Email is the primary channel, but not the only one. The messaging architecture supports five delivery channels: Email, SMS, WhatsApp, Push notifications, and WebSocket.

The channel selection is per-notification-type. Verification emails go via Email. MFA codes can go via Email or SMS (user preference). Campaign newsletters go via Email. Real-time chat goes via WebSocket. Push notifications go to mobile devices via Firebase Cloud Messaging (when the mobile app launches in November).

The communication service abstracts the channel selection. A service that needs to send a notification calls the communication API with the notification type and the recipient. The communication service looks up the recipient's channel preferences, selects the appropriate channel, and delivers. The calling service does not know which channel was used.

This abstraction means adding a new channel (WhatsApp Business API, for example) is a change in the communication service — not in every service that sends notifications. The notification types, the templates, and the calling code remain unchanged.

06Template System and Personalization

Every message — whether a campaign email, a transactional notification, or a system alert — is rendered from a template. The template system uses Handlebars for variable substitution and supports both SES-hosted templates and DynamoDB-stored templates.

SES templates are deployed as part of the CDK stack. They are used for high-volume campaigns where SES handles the rendering server-side via SendTemplatedEmailCommand. This offloads template rendering from Lambda and reduces execution time.

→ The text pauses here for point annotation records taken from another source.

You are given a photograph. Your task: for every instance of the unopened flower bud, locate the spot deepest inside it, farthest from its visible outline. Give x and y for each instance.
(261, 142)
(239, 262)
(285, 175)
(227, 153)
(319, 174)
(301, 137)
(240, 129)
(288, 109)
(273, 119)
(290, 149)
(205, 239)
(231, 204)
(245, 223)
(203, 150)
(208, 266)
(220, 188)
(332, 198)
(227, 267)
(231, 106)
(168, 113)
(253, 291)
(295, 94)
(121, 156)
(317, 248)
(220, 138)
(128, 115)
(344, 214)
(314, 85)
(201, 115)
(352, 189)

DynamoDB templates are stored in the configuration table and rendered at runtime with Handlebars via SendEmailCommand. They are used for templates that change frequently or need complex conditional logic that SES templates do not support.

The template registry maps notification types to template names. When a service needs to send a WELCOME_EMAIL, it looks up the template name in the registry, fetches the template, renders it with the recipient's data, and sends. The registry also includes validation rules — ensuring that required template variables are present before rendering.

At v1.0.0, the platform shipped with 27 admin templates following the design system: 700px flat layout, circular unDraw illustrations, VML CTA buttons for Outlook compatibility, and a dark footer with social icons. By launch in October, the template count will reach 116.

07What Comes Next

The messaging architecture shipped in v1.0.0 covers campaigns, newsletters, failed message handling, and the template system. The next phases add the remaining pieces.

June brings the communication service — transactional notifications that support the authentication flow (verification emails, password resets, MFA codes). This is the service that makes signup and signin work end-to-end.

August brings the user message service — real-time chat with WebSocket connections, read receipts, rich media (file attachments, image previews), scheduled messages, conversation search, and message pinning. This is the service that makes Cometbid Social a communication platform, not just a social feed.

The three services together form a complete messaging layer: bulk campaigns for marketing, transactional notifications for system events, and real-time chat for user communication. All built on serverless infrastructure, all independently deployable, all sharing the same multi-provider email backbone.

🚀

April: campaigns and templates. June: transactional notifications. August: real-time chat. Three services, three deployment windows, one complete messaging layer.